A recent sentiment survey found that 38% of investors expect market conditions to improve, but more than a third plan to purchase nothing this year. That gap between optimism and action is not new, but in a market where Southeast Michigan apartment rents are still climbing and buyers consistently outnumber sellers, the cost of sitting out is compounding, according to Larry Gotcher, owner and broker of Resource Realty Group in Ann Arbor, Michigan.
Gotcher, who has watched this pattern repeat through every major cycle of the last three decades, says: “Investors are way too picky about what they’re buying. Purchasing real estate in America is one of the most lucrative things you can do. It’s hard to go wrong, even if you make a mistake, because you get your appreciation back over time.”
There is a version of caution that protects investors from bad investments, and another that keeps them on the sidelines while properties appreciate without them. The investors who build meaningful portfolios, in Gotcher’s view, are those who close more transactions and win a little each time, rather than waiting for a landslide win on a single deal. “You don’t have to win the lottery on every deal,” he says. “I would rather close more transactions and win a little bit every time. In the end, you’re going to win bigger because you own more property.”
In a market like Southeast Michigan, where apartment inventory has been chronically short for decades and rents have increased consistently, holding out for perfect conditions means watching entry prices climb while the ideal moment keeps moving further away.
After more than 30 years in commercial real estate, Gotcher has identified two questions that signal a buyer who won’t close. The first is asking why the seller wants to sell. “Why does anybody get into real estate? Buy low and sell high,” says Andrea Gotcher, who handles residential transactions and analytics at the firm. “They’re just wanting to move on to a different project, or they want their money.” The second is asking to see the seller’s financials to assess past performance. “What somebody else has done to run their business into the ground doesn’t matter,” Andrea Gotcher says. “We know our area. We know what we can do with the property. We base our numbers on that.”
For investors with genuine market knowledge, the correct lens is to focus on what they can produce given their operating expertise, financing, and management approach, not what the current owner produced.
Gotcher’s acquisition criteria are simple: properties need to cash flow at or above zero after debt service.
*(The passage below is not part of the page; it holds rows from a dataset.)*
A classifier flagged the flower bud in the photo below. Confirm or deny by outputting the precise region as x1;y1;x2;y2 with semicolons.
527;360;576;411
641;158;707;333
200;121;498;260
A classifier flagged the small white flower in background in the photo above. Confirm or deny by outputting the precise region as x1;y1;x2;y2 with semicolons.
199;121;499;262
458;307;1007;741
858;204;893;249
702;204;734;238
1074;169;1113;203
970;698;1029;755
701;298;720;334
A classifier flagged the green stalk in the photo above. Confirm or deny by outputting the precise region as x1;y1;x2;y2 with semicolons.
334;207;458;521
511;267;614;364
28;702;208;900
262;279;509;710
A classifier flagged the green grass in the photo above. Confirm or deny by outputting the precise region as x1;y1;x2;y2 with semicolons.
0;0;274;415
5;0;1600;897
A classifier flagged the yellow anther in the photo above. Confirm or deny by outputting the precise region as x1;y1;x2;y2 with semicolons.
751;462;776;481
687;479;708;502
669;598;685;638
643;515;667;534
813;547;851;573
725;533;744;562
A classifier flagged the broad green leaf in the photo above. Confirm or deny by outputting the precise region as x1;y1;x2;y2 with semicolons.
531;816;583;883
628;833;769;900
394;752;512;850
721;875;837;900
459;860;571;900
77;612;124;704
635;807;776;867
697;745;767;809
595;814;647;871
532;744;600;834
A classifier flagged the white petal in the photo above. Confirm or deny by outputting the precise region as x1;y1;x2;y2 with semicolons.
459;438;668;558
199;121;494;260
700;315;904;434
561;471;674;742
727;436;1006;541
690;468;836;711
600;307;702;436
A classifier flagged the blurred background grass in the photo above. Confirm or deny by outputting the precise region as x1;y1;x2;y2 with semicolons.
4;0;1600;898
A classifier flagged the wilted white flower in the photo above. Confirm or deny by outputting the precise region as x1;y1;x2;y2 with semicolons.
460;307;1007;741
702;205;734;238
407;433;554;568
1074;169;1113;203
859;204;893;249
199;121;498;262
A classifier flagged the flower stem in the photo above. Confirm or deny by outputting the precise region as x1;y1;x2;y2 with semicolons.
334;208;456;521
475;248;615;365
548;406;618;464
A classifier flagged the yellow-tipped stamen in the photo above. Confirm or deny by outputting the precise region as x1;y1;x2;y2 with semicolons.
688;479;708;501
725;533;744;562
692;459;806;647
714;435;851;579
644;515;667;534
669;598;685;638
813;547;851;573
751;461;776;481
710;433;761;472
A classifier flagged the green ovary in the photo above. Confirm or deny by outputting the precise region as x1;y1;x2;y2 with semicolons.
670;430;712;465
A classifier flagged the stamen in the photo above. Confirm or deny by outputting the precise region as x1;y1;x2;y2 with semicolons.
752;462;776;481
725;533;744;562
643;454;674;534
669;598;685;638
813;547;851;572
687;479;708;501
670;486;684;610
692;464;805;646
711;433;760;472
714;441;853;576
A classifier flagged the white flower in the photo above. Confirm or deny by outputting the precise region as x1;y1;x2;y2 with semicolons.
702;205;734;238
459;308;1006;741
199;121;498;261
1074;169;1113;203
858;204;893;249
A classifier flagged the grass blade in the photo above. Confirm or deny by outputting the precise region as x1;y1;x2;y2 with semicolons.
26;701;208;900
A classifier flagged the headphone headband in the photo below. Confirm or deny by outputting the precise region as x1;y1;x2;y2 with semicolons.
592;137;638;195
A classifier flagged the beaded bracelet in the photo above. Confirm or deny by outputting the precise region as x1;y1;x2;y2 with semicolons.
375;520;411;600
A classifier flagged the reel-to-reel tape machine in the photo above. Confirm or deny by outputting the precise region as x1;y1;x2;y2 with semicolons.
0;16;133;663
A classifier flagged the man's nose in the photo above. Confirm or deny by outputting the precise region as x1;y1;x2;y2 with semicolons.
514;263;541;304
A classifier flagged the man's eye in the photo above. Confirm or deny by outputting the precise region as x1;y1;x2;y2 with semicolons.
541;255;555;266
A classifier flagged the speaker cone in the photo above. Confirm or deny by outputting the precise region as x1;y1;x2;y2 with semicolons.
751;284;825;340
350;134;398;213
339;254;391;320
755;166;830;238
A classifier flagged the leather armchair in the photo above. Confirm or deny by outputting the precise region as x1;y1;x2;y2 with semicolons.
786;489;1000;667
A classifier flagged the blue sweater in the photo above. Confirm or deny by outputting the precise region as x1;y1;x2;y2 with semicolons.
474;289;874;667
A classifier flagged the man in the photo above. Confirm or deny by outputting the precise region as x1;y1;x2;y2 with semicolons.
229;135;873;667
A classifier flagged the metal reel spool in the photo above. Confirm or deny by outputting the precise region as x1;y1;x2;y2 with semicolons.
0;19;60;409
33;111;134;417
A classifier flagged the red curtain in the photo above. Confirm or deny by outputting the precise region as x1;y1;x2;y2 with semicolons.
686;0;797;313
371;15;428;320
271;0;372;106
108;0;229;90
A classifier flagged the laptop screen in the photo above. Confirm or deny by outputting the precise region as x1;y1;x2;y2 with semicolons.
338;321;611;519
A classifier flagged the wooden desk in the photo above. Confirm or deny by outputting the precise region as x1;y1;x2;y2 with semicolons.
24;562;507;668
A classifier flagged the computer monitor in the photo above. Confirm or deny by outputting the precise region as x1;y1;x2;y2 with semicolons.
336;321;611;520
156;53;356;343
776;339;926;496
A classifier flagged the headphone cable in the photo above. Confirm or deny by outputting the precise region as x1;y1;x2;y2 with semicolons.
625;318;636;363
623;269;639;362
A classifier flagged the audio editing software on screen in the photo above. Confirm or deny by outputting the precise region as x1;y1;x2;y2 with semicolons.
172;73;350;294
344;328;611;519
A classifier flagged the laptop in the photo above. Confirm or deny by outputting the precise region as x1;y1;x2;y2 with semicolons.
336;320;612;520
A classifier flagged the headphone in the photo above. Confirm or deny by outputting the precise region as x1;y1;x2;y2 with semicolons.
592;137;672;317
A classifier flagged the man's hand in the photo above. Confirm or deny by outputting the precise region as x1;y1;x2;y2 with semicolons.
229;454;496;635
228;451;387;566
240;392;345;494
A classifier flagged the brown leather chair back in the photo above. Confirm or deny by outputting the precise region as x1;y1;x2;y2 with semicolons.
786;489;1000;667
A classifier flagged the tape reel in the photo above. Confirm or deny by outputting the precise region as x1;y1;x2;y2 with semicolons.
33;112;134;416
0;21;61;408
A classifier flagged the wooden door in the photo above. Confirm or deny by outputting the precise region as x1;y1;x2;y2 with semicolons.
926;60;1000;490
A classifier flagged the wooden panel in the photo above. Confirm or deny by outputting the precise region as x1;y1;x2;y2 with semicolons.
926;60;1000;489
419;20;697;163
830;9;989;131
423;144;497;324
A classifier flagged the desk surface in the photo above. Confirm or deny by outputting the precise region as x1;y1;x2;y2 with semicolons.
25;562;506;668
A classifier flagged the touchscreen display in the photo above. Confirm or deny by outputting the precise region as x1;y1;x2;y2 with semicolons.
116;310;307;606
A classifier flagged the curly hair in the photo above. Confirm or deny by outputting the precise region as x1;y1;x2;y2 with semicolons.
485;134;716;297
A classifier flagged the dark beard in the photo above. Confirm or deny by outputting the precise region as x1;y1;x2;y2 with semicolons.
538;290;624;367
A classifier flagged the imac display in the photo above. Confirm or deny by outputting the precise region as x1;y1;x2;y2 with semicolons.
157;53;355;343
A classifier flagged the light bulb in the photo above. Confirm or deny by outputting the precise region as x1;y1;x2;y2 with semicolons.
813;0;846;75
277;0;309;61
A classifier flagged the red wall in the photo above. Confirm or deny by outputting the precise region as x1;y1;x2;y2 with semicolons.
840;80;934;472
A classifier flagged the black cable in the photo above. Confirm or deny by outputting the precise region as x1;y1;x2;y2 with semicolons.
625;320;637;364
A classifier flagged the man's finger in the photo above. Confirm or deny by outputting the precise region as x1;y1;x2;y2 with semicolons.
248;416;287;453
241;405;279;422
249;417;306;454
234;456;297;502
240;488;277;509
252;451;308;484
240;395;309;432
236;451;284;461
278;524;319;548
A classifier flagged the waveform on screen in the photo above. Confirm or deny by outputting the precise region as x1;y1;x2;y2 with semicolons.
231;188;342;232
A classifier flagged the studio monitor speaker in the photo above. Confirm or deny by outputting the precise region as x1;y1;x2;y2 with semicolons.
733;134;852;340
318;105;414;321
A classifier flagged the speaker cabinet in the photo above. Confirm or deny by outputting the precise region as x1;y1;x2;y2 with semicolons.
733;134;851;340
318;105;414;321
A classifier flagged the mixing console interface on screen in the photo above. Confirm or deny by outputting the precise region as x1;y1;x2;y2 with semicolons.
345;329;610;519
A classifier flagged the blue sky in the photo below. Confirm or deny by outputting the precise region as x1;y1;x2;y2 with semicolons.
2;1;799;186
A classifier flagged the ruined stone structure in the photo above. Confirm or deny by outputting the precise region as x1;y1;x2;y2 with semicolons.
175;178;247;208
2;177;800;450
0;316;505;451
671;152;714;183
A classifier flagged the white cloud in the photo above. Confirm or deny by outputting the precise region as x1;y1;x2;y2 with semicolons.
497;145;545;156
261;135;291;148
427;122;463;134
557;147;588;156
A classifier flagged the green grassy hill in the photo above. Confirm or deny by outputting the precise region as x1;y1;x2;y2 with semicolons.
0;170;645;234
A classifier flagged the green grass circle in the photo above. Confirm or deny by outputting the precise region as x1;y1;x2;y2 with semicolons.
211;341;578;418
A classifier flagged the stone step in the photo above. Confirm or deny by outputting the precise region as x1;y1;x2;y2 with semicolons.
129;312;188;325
Monthly negative cash flow is the floor he will not go below because below that line, every other assumption in the deal has to be exactly right to avoid losing money. Breaking even monthly is acceptable, as tax depreciation generates a real return on top of that, and long-term appreciation does the rest. A deal that looks unremarkable on paper today tends to look like a solid decision five or ten years out.
“The key is owning as much real estate as you can,” Gotcher says. “If you’re too picky about what you buy, you’re not going to acquire very much real estate.”
If there is a single principle that runs through every piece of advice Gotcher gives, it is this: buy and hold. “Don’t be scared by temporary market conditions that force you to sell,” he says. “Make sure you hold as long as you can.” That applies in a high-rate environment, in a flat market, and in a downturn. The investors who sold into fear during the 2008 cycle—particularly in resilient markets like Ann Arbor—came out significantly behind those who stayed in. Time corrects most underwriting errors in real estate in ways that are almost impossible to recover from if you are sitting on the sidelines.
The market today, with rates still elevated and many buyers waiting for conditions that may never arrive, is another version of the same test. The investors acquiring now, at reasonable prices and with sound assumptions, will likely look back at this as a good entry point. The ones waiting for certainty will be looking at higher prices by then.